I have a dataframe that looks something like this:
df = pd.DataFrame([1,'A','X','1/2/22 12:00:00AM','1/1/22 12:00:00 AM'],
[1,'A','X','1/1/22 1:00:00AM','1/1/22 12:00:00 AM'],
[1,'A','Y','1/3/22 12:00:00AM','1/2/22 12:00:00 AM'],
[1,'B','X','1/1/22 1:00:00AM','1/1/22 12:00:00 AM'],
[2,'A','X','1/2/22 12:00:00AM','1/1/22 12:00:00 AM'],
[2,'A','X','1/1/22 1:00:00AM','1/1/22 12:00:00 AM'],
columns = ['ID','Category','Site','Task Completed','Access Completed'])
ID | Category | Site | Task Completed | Access Completed |
---|---|---|---|---|
1 | A | X | 1/2/22 12:00:00AM | 1/1/22 12:00:00 AM |
1 | A | Y | 1/3/22 12:00:00AM | 1/2/22 12:00:00 AM |
1 | A | X | 1/1/22 1:00:00AM | 1/1/22 12:00:00 AM |
1 | B | X | 1/1/22 1:00:00AM | 1/1/22 12:00:00 AM |
2 | A | X | 1/2/22 12:00:00AM | 1/1/22 12:00:00 AM |
2 | A | X | 1/1/22 1:00:00AM | 1/1/22 12:00:00 AM |
Quick note - the access completed date is the same for every ID/Site/Category pair no matter how many instances there are of them.
What I want to find is the time difference (in hours) between Access Completed and the first Task Completed for every ID/Category/Site combination within the dataset. I also want to include that first task completed date and the Access completed date along side the result.

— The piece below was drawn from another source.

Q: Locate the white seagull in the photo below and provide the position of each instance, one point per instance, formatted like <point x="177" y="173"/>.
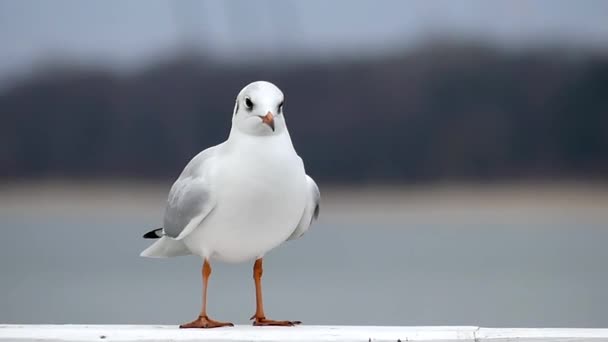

I am able to get the time difference calculation but I'm not sure how to tie in the first task completed date and the Access completed date for each of the ID/Category/Site combos. Here's what I have so far:
df[['Task Completed','Access Completed']] = \
df[['Task Completed','Access Completed']].apply(lambda x: pd.to_datetime(x))
res = df.sort_values('Task Completed').groupby(['ID','Category','Site']).first()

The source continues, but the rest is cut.